Bu şekilde tüm etkileyen faktörleri tek bir kaynağa bağlarız ve her şeyin Yaradan’dan geldiğini tespit ederiz. Hem dışsal hem de içsel tufan O’ndan gelir. Eğer her şeyin Yaradan’dan geldiğini anlarsam, o zaman tek yapmam gereken karar vermektir: Ben de Yaradan’a ait miyim değil miyim?

Sadece bir kontrol noktası Yaradan’a ait değildir, kalpteki nokta. Yaradan alma arzusunu yarattığında, onunla olan bağlantısını kopardı ve bu nedenle kendimizi O’ndan ayrı hissederiz.

Aklımı da kalbimi de Yaradan’a bağlamaya çalışmalıyım.
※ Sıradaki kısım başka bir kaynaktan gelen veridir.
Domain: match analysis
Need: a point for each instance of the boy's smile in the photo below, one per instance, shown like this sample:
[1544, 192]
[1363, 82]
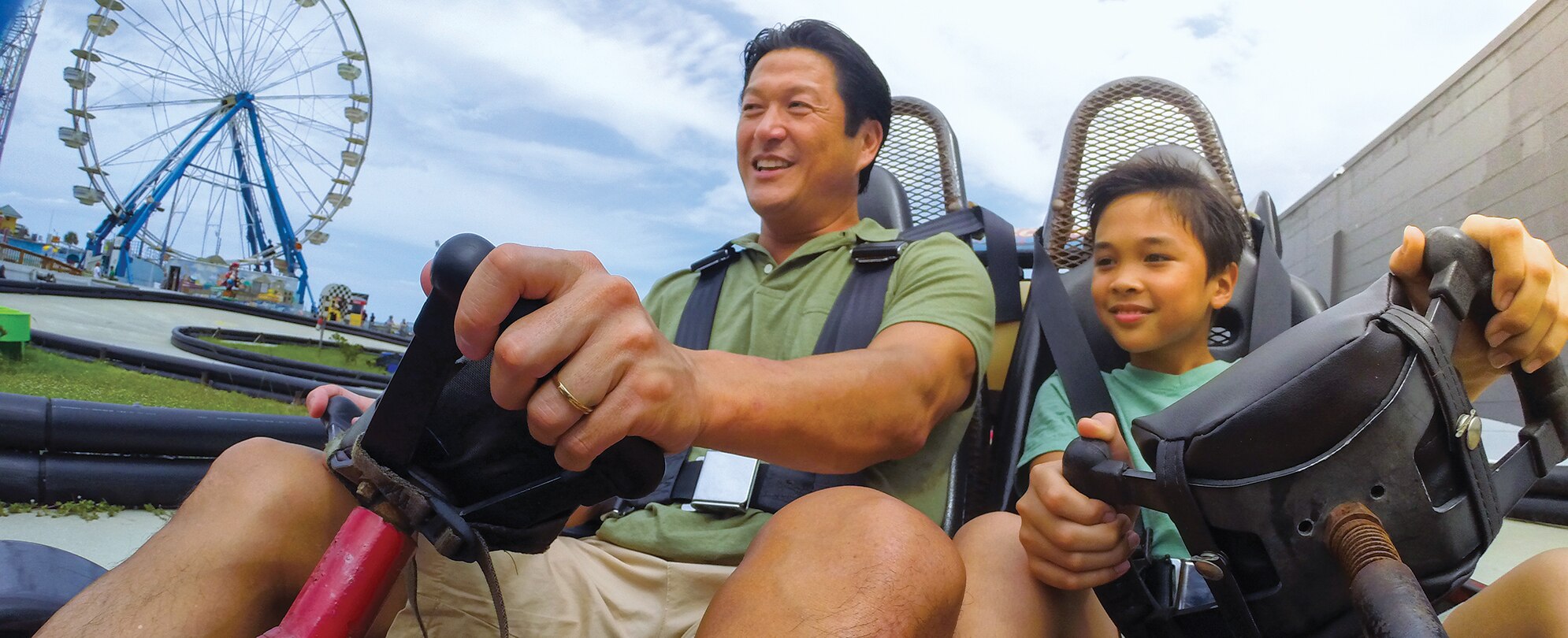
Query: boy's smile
[1151, 286]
Sonra kendime ait hiçbir düşünce ve duyguya sahip olmadığımı ve içimdeki tüm bu duygulara sebep olanın Yaradan olduğunu anlarım, böylece onların kaynağı olarak onların üzerine, Yaradan’a yükseleceğim.

Duygularım ve düşüncelerim beni tamamen zıt ve kafa karıştırıcı durumlara sürükler ama onları Yaradan’ın düzenlediği tufan olarak algılarım. Arzularımı arındırmak için bana tufan göndermeliydi, tıpkı şiddetli bir akarsu tarafından yıkanan toprağın çöplerden temizlendiği ve yeni bir hayat doğurabileceği gibi.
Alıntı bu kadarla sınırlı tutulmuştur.